Grande parte dos litígios que surgem na área do ruído, contrapõem os direitos de natureza económica como o da livre iniciativa económica e da propriedade privada, que têm proteção constitucional, designadamente nos seus artigos 61º e 62º e o direito ao repouso que se integra nos direitos de personalidade. Neste cenário de direitos conflituantes impõe-se o recurso ao instituto de colisão de direitos (artigo 335º do Código Civil).
 Nestas situações, a jurisprudência, na esteira do pensamento do Prof. Capelo de Sousa, tem entendido que a Constituição da República Portuguesa ao conferir predomínio aos direitos, liberdades e garantias sobre os direitos económicos, sociais e culturais, conduzirá a reputar de prevalecentes os direitos de personalidade e, em concreto, o direito ao repouso. Todavia, o direito hierarquicamente inferior deve ser respeitado até onde for possível e a sua limitação só pode verificar-se na medida em que o imponha a tutela do direito de personalidade. Mesmo assim, defende-se que, em caso de conflito entre um direito de personalidade e um direito de outro tipo, a respectiva avaliação abrange não apenas a hierarquização entre si dos bens ou valores do ordenamento jurídico na sua totalidade e unidade, mas também a deteção e a ponderação de elementos preferenciais emergentes do circunstancialismo fáctico da subjetivação de tais direitos, maxime, a acumulação, a intensidade e a radicação de interesses concretos juridicamente protegidos. Tudo o que dará primazia, nuns casos, aos direitos de personalidade ou, noutros casos, aos com eles conflituantes direitos de outro tipo.
Recentemente foi divulgado de fonte governamental que será publicada brevemente uma nova Lei do Ruído.

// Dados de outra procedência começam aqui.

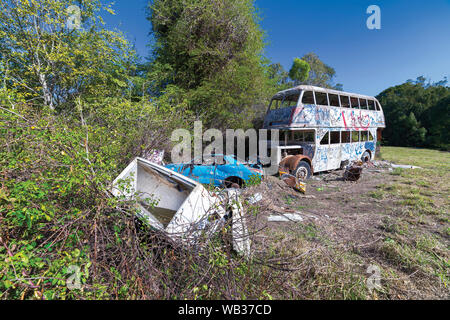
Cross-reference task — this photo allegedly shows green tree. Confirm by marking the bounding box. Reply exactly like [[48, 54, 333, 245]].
[[148, 0, 270, 127], [289, 58, 311, 85], [0, 0, 132, 109], [426, 93, 450, 151], [377, 76, 450, 147], [301, 52, 342, 90]]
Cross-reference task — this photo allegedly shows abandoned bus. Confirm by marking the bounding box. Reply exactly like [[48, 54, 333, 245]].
[[264, 85, 385, 179]]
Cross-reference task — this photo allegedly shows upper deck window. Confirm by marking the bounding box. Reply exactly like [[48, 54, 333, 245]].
[[320, 132, 330, 144], [316, 92, 328, 106], [377, 101, 381, 111], [302, 91, 314, 104], [328, 93, 339, 107], [339, 96, 350, 108], [270, 92, 300, 110], [359, 98, 367, 109], [350, 97, 359, 109]]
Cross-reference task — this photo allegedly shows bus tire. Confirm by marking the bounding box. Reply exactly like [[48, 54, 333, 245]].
[[361, 150, 371, 163], [295, 160, 312, 181]]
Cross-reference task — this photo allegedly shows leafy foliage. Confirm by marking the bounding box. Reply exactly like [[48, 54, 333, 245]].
[[289, 58, 311, 84], [0, 0, 134, 109], [148, 0, 271, 128], [377, 77, 450, 149]]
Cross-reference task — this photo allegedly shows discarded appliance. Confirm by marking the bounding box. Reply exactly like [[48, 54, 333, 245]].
[[112, 158, 250, 256], [344, 161, 363, 181], [142, 149, 164, 164], [278, 167, 306, 193], [166, 154, 263, 188]]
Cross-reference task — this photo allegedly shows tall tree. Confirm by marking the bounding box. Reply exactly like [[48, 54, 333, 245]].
[[377, 76, 450, 147], [148, 0, 268, 126], [301, 52, 342, 90], [289, 58, 311, 85], [0, 0, 132, 109]]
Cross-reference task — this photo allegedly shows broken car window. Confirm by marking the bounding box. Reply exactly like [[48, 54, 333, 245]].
[[302, 91, 314, 104], [320, 132, 329, 144], [330, 131, 340, 144], [328, 94, 339, 107], [316, 92, 328, 106], [340, 96, 350, 108]]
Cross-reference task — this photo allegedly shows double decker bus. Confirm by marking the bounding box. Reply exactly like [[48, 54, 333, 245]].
[[263, 85, 385, 179]]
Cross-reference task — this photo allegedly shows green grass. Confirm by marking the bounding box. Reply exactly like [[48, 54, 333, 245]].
[[260, 147, 450, 299]]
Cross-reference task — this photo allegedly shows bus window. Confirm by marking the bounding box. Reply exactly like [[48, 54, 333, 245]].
[[320, 132, 330, 144], [361, 131, 367, 141], [350, 97, 359, 109], [292, 131, 303, 141], [302, 91, 314, 104], [270, 99, 281, 110], [280, 93, 300, 108], [339, 96, 350, 108], [341, 131, 350, 143], [352, 131, 359, 142], [328, 94, 339, 107], [359, 98, 367, 109], [303, 131, 315, 143], [330, 131, 340, 144], [316, 92, 328, 106]]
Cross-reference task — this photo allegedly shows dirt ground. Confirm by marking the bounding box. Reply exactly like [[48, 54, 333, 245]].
[[243, 161, 449, 299]]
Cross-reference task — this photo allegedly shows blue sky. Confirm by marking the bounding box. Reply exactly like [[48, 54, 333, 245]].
[[105, 0, 450, 95]]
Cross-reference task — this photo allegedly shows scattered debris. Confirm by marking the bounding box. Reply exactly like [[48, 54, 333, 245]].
[[344, 161, 363, 181], [248, 193, 262, 204], [267, 213, 303, 222], [112, 158, 250, 256], [279, 167, 306, 193], [391, 164, 422, 169], [142, 149, 164, 164]]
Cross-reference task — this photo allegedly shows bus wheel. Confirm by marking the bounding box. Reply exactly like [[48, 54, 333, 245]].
[[361, 151, 370, 163], [295, 160, 312, 181]]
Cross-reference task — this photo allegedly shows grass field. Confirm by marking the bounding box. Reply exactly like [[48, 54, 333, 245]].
[[246, 147, 450, 299]]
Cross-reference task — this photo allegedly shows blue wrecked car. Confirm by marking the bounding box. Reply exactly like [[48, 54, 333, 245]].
[[165, 154, 263, 188]]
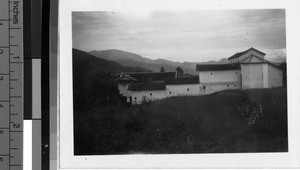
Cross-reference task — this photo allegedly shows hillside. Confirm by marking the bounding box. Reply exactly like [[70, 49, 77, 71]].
[[89, 50, 227, 75], [75, 88, 288, 155], [73, 49, 151, 74], [72, 49, 151, 111]]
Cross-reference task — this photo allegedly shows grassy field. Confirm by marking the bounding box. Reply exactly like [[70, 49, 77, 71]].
[[74, 88, 288, 155]]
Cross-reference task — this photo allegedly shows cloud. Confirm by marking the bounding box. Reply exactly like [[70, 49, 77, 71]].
[[73, 9, 286, 61]]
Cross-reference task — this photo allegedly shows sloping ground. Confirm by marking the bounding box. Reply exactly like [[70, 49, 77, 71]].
[[75, 88, 288, 155]]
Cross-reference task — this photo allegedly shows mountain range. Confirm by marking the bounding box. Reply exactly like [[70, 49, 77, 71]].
[[89, 49, 228, 75]]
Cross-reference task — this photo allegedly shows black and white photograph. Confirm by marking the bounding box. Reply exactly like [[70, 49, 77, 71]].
[[71, 9, 289, 156]]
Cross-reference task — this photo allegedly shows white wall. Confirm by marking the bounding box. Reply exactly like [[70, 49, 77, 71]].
[[263, 64, 269, 88], [131, 90, 166, 104], [200, 82, 241, 95], [268, 64, 283, 88], [241, 64, 264, 89], [166, 84, 200, 97], [199, 70, 241, 83]]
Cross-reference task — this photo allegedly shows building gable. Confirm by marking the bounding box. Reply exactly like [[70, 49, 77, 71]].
[[228, 47, 266, 63]]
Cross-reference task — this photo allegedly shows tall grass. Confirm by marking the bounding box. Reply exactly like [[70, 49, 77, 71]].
[[74, 88, 288, 155]]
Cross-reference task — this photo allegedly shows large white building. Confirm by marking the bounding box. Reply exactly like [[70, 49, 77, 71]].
[[116, 48, 283, 104]]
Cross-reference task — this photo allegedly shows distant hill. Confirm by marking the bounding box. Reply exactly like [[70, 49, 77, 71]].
[[89, 50, 228, 75], [73, 49, 151, 111], [73, 49, 151, 74]]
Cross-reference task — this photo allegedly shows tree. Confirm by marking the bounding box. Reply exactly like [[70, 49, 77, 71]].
[[175, 67, 183, 77]]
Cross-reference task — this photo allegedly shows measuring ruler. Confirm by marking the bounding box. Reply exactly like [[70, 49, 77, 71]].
[[0, 0, 24, 170]]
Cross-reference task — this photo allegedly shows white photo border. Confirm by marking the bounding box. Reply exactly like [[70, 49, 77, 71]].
[[58, 0, 300, 169]]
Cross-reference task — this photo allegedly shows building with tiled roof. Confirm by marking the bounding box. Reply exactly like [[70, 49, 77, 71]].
[[116, 47, 283, 104]]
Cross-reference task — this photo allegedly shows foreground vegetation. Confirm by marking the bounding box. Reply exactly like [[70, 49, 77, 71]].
[[74, 88, 288, 155]]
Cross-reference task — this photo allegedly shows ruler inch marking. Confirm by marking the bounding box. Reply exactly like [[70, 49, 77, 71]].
[[0, 0, 24, 170]]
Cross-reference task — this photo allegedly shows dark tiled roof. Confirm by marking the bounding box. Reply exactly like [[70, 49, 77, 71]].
[[115, 74, 137, 83], [178, 74, 194, 78], [196, 63, 241, 71], [166, 76, 199, 84], [118, 72, 175, 82], [127, 81, 166, 91], [228, 47, 266, 59]]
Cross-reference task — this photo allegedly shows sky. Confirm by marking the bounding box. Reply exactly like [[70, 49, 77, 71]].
[[72, 9, 286, 62]]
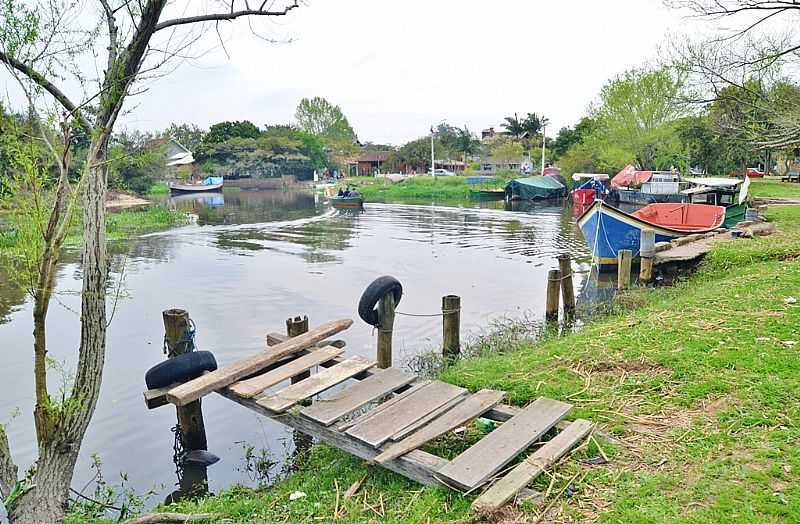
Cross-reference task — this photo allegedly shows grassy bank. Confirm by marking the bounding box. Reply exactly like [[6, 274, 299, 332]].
[[117, 201, 800, 523], [0, 206, 189, 255]]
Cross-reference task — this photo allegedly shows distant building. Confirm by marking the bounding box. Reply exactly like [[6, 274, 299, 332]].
[[355, 151, 391, 176]]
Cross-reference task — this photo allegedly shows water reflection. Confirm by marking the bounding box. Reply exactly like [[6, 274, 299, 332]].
[[0, 190, 590, 510]]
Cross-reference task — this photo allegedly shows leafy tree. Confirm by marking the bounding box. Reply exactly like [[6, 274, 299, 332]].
[[592, 68, 689, 169], [0, 0, 299, 523], [205, 120, 261, 143], [501, 113, 526, 140], [294, 97, 356, 144]]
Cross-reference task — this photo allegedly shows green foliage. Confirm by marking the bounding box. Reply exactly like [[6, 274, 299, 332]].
[[294, 97, 356, 144], [205, 120, 261, 143]]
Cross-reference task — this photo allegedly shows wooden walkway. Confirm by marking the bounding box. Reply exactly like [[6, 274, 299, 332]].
[[145, 321, 593, 510]]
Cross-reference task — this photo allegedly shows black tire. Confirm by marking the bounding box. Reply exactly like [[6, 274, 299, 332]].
[[358, 275, 403, 327], [144, 351, 217, 389]]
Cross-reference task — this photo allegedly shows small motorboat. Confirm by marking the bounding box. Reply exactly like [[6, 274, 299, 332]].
[[578, 200, 725, 266], [169, 176, 223, 193], [329, 190, 364, 209]]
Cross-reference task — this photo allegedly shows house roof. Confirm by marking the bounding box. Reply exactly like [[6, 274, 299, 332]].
[[358, 151, 390, 162]]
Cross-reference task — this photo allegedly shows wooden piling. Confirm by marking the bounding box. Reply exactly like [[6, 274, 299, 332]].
[[639, 228, 656, 284], [558, 254, 575, 316], [544, 269, 561, 321], [617, 249, 633, 290], [378, 293, 395, 369], [442, 295, 461, 358], [161, 309, 208, 498], [286, 315, 311, 384]]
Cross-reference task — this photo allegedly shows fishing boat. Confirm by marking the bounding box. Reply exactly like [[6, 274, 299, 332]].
[[681, 177, 750, 228], [505, 175, 567, 200], [330, 191, 364, 209], [578, 200, 725, 266], [169, 176, 223, 193]]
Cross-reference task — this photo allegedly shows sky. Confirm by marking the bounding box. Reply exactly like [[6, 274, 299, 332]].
[[104, 0, 686, 145]]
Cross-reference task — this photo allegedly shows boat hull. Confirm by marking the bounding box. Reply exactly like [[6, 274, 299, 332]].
[[169, 184, 222, 193], [578, 200, 722, 267]]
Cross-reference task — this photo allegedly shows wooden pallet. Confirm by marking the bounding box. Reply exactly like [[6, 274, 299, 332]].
[[145, 323, 592, 510]]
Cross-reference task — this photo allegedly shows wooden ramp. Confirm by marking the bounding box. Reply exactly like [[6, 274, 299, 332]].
[[145, 321, 593, 510]]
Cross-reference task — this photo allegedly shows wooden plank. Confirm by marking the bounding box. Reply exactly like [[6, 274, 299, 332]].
[[337, 380, 431, 431], [217, 389, 447, 486], [472, 419, 592, 511], [167, 319, 353, 406], [300, 368, 416, 426], [257, 357, 376, 412], [229, 346, 344, 398], [439, 398, 572, 490], [347, 381, 467, 447], [375, 389, 505, 464]]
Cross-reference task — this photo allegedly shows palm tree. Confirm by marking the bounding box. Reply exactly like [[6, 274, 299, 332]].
[[455, 126, 480, 166], [500, 113, 526, 139]]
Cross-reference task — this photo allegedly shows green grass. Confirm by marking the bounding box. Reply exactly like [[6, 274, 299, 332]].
[[90, 206, 800, 524], [750, 178, 800, 198]]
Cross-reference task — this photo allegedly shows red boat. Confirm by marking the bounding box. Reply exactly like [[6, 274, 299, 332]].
[[631, 203, 725, 233]]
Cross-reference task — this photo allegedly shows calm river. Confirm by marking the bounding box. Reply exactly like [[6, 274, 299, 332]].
[[0, 191, 589, 499]]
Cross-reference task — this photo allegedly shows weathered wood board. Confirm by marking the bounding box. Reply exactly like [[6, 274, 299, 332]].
[[167, 319, 353, 406], [472, 419, 593, 512], [229, 346, 344, 398], [439, 398, 572, 490], [257, 356, 376, 412], [300, 368, 416, 426], [375, 389, 505, 464], [347, 381, 467, 447]]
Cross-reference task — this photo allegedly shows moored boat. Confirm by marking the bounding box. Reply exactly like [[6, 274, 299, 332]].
[[505, 175, 567, 200], [578, 200, 725, 266], [169, 176, 224, 193]]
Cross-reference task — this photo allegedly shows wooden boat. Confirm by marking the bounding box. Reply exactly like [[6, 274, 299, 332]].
[[578, 200, 725, 266], [169, 176, 223, 193], [330, 193, 364, 208]]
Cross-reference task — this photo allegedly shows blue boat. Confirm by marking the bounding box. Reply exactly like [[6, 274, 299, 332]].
[[578, 200, 725, 266]]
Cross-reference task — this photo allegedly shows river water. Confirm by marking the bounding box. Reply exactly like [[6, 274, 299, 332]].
[[0, 191, 590, 499]]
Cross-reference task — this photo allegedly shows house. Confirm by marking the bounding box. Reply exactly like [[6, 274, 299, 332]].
[[355, 151, 391, 176]]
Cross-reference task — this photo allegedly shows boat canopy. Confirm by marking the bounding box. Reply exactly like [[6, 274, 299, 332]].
[[611, 164, 653, 188], [685, 177, 744, 187], [506, 175, 567, 200]]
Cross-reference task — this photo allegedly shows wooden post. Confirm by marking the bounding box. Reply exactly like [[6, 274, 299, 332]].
[[286, 315, 311, 384], [161, 309, 208, 496], [617, 249, 633, 289], [558, 255, 575, 316], [378, 293, 395, 369], [442, 295, 461, 358], [639, 229, 656, 284], [544, 269, 561, 321]]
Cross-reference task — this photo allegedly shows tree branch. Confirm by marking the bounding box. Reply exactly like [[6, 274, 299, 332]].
[[156, 1, 300, 31], [0, 425, 17, 499], [0, 51, 92, 134]]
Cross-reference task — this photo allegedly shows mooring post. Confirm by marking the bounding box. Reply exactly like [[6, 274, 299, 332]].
[[378, 292, 395, 369], [544, 269, 561, 321], [639, 229, 656, 284], [558, 254, 575, 316], [617, 249, 633, 289], [161, 309, 208, 495], [286, 315, 311, 384], [442, 295, 461, 358]]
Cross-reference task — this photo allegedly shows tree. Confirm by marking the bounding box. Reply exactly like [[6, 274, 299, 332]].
[[500, 113, 525, 140], [205, 120, 261, 143], [294, 97, 356, 144], [592, 67, 689, 169], [0, 0, 298, 522]]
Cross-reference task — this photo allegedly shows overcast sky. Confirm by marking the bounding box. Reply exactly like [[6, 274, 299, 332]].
[[123, 0, 685, 144]]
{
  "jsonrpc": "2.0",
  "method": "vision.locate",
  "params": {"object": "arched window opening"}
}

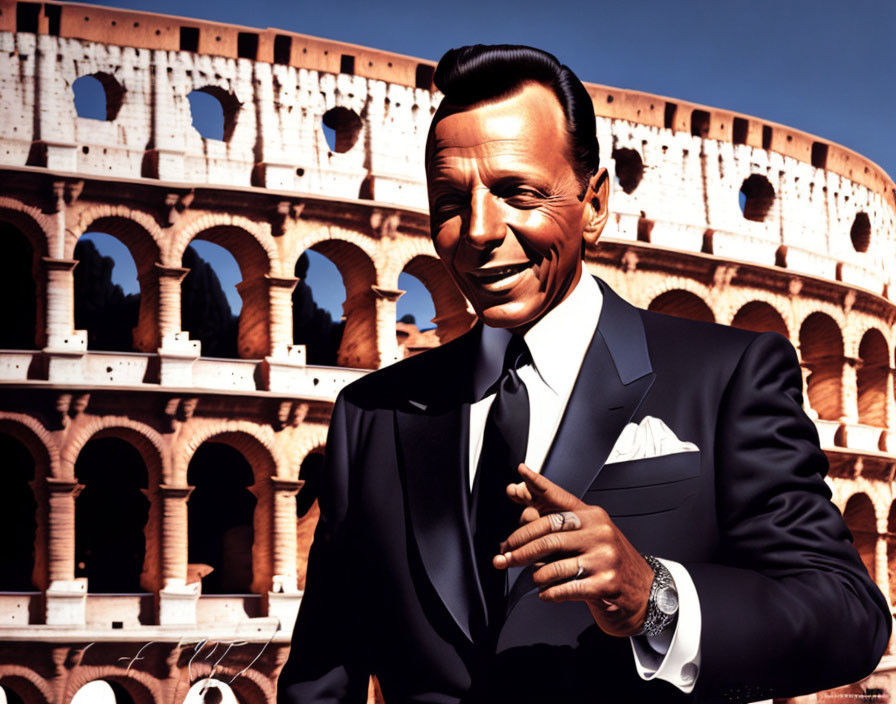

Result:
[75,437,149,594]
[843,494,877,578]
[181,245,242,359]
[395,271,440,357]
[322,107,363,154]
[613,148,644,193]
[74,232,140,352]
[292,250,345,366]
[647,290,715,323]
[296,451,324,589]
[184,678,239,704]
[849,213,871,252]
[731,301,787,337]
[800,313,843,420]
[71,680,135,704]
[0,686,25,704]
[187,441,257,594]
[187,86,240,142]
[0,223,37,350]
[740,174,775,222]
[0,434,37,592]
[856,329,890,428]
[293,239,379,369]
[72,72,125,122]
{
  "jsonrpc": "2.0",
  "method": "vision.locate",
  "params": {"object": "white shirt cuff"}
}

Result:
[629,558,701,694]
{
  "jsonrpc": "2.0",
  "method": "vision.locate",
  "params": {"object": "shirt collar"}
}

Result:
[473,267,603,399]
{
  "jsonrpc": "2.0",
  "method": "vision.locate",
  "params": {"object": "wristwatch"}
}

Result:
[638,555,678,636]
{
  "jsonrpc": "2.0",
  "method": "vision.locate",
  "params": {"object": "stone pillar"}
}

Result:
[840,357,859,425]
[159,484,201,626]
[265,274,299,358]
[43,257,87,383]
[268,477,304,629]
[371,286,405,368]
[46,477,87,626]
[872,518,893,604]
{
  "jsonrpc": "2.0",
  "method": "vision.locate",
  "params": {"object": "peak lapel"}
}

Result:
[395,335,485,641]
[508,279,655,612]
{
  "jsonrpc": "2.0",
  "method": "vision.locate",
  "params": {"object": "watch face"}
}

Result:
[656,587,678,616]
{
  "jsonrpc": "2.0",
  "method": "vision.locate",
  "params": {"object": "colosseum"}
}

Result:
[0,0,896,704]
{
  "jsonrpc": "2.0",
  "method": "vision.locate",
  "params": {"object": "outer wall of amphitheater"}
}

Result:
[0,0,896,704]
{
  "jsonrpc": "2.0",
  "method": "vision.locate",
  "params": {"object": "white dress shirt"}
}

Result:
[470,271,701,693]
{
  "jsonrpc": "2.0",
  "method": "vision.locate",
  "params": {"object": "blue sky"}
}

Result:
[72,0,896,323]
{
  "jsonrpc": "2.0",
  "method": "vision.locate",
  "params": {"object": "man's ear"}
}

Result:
[582,169,610,245]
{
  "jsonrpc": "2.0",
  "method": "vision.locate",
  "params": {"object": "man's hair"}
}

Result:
[433,44,600,188]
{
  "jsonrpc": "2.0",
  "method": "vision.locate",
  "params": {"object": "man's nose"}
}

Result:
[467,188,506,247]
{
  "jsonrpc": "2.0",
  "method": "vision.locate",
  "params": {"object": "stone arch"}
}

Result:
[843,492,878,578]
[0,665,55,704]
[175,215,280,359]
[66,205,163,352]
[62,665,162,704]
[184,421,284,594]
[0,198,51,349]
[731,301,789,338]
[856,327,890,428]
[296,229,380,369]
[647,289,715,323]
[403,254,476,344]
[799,311,844,420]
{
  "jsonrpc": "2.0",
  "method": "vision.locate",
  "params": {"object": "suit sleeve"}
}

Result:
[277,395,369,704]
[685,333,891,702]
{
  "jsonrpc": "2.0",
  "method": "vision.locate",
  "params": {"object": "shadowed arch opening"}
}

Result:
[72,71,125,122]
[731,301,788,337]
[398,254,476,351]
[74,216,161,352]
[856,328,890,428]
[647,289,715,323]
[293,239,380,369]
[843,494,877,578]
[187,432,275,594]
[75,431,149,594]
[187,86,240,142]
[0,432,37,592]
[296,448,324,589]
[181,225,271,359]
[800,313,844,420]
[0,222,42,350]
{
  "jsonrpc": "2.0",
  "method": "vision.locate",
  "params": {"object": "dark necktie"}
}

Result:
[471,335,531,636]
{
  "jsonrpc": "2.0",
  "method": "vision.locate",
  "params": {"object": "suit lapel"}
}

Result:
[507,280,655,613]
[395,333,485,641]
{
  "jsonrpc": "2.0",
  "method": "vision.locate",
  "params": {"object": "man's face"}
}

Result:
[427,83,606,332]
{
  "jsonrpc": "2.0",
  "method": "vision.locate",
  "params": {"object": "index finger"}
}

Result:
[517,462,587,512]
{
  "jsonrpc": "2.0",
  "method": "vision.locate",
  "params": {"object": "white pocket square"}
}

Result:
[606,416,700,464]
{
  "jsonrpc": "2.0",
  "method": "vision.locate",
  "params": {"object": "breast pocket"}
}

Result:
[582,452,700,516]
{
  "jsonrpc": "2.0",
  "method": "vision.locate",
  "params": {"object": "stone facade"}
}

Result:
[0,0,896,704]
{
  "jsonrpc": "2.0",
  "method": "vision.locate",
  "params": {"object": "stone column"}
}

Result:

Ora, penso que mais do que produção legislativa precisamos é de ter uma atitude mais pró-ativa para que os mecanismos legislativos já existentes sejam aplicados e rigorosamente cumpridos.
Refira-se a final que no dia 7 de maio comemora-se o dia do silêncio, que deveria ser devidamente aproveitado para refletirmos um pouco sobre o ruído.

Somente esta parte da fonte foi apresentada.